Les débuts de l’artiste furent bien évidemment confrontés au mysticisme et à l’idéalisme de Joséphin Péladan, surnommé le Sâr, fondateur de l’Ordre de la Rose-Croix catholique du Temple et du Graal en 1891 et autour duquel s’organisait des Salons, de 1892 à 1897, à la galerie Durand-Ruel, puis au Champ de Mars. Péladan imposait aux Gestes esthétiques de la Rose+Croix (les Salons) des règles strictes qui imposaient une liste de sujets interdits et l’obligation à jamais de détourner l’art des sujets bourgeois et contemporains, de s’en tenir au passé et aux sujets mystiques. Tout ce qui pouvait rappeler la peinture traditionnelle et la représentation de la réalité était lourdement condamné et l’énumération d’interdits ne laissait alors qu’une issue : les thèmes légendaires ou mythiques. Le Sâr confirmait ainsi cette doctrine en affirmant : «il n’y a qu’un sujet en art : Œdipe ou Orphée ou Hamlet, c’est à dire un héros aux prises avec une énigme morale ou sociale»[1] ou encore «Hors des religions il n’y a pas de grand art».
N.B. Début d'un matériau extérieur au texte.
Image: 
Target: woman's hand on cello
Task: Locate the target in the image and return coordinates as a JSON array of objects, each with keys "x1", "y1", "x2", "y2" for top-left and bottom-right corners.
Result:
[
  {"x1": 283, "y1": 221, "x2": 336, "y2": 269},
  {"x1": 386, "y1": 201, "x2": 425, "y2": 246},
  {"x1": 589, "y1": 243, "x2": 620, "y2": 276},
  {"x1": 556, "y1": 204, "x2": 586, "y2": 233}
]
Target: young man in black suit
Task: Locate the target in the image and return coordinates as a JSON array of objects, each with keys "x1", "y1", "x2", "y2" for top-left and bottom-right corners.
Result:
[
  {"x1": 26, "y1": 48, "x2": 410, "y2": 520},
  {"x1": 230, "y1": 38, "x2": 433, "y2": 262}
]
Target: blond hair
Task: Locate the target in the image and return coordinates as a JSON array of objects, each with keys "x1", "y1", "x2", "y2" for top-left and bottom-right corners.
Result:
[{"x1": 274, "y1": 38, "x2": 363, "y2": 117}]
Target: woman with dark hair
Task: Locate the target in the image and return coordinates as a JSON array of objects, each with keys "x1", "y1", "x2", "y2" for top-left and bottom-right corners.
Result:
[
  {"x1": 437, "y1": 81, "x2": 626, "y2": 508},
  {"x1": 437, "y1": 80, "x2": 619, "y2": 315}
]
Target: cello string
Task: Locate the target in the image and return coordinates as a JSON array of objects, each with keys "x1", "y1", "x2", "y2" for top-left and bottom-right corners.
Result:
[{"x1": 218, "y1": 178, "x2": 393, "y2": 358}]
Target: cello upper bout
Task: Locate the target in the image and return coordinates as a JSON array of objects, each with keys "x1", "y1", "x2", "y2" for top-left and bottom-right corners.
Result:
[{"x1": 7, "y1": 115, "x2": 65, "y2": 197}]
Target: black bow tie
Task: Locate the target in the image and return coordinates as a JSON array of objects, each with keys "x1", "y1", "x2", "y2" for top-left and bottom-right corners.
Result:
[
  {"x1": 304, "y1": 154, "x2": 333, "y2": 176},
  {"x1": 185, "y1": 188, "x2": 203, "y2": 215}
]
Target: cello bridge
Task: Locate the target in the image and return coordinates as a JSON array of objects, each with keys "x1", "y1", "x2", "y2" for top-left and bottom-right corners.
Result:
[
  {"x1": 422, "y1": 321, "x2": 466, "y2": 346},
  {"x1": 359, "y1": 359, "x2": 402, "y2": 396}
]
En effet, les tableaux devront représenter tout ce qui touche à l’Idéal catholique et au mysticisme : la légende, le rêve, le mythe et l’allégorie. Il va sans dire qu’en imposant des règles aussi strictes, Péladan pensait à deux peintres qu’il admire profondément : Gustave Moreau et Puvis de Chavannes. Pourtant ce ne furent pas les maîtres qu’il attira aux Salons, mais une série de peintres belges et français dont les œuvres, aux titres évocateurs, ne laissèrent pas à la peinture un héritage incomparable : Alphonse Osbert donnera en 1892 La vision, Edgard Maxence, L’âme de la forêt, Arman Point, La sirène et Alexandre Séon, Le désespoir de la chimère. Marcel-Béronneau participe lui-même à cet Ordre en 1897 en exposant au Salon plusieurs tableaux dont Muse, Orphée et Judith.

Orphée 64, traduit bien une conception idéaliste qui, sous le titre d’Orphée, peut en réalité faire référence à une jeune femme pleurant sur le sort du poète et dont le seul souvenir se matérialise dans cette lyre qui semble porter la tristesse du personnage. En fait, la nature du sexe de celui-ci est difficilement reconnaissable et l’hypothèse d’Orphée semble contestée par l’apparence féminine des courbes de la nuque et de la poitrine dans une sorte de prison, sombre et envahie de broussailles dangereuses, qui s’apparenterait à une représentation des enfers. Ainsi, l’image tend à suggérer l’idée d’Orphée aux enfers dans une confrontation avec celle de la femme, et induit une ambiguïté faisant référence au thème de l’androgyne. Composé idéal de deux sexes, l’androgyne constitue en lui-même un mythe dans lequel se reconnaissaient un grand nombre d’artistes, tels que le fondateur même de la Rose+Croix, le Sar Péladan.



[1] Cité par F. Grauby, La création mythique à l’époque du symbolisme, p. 70.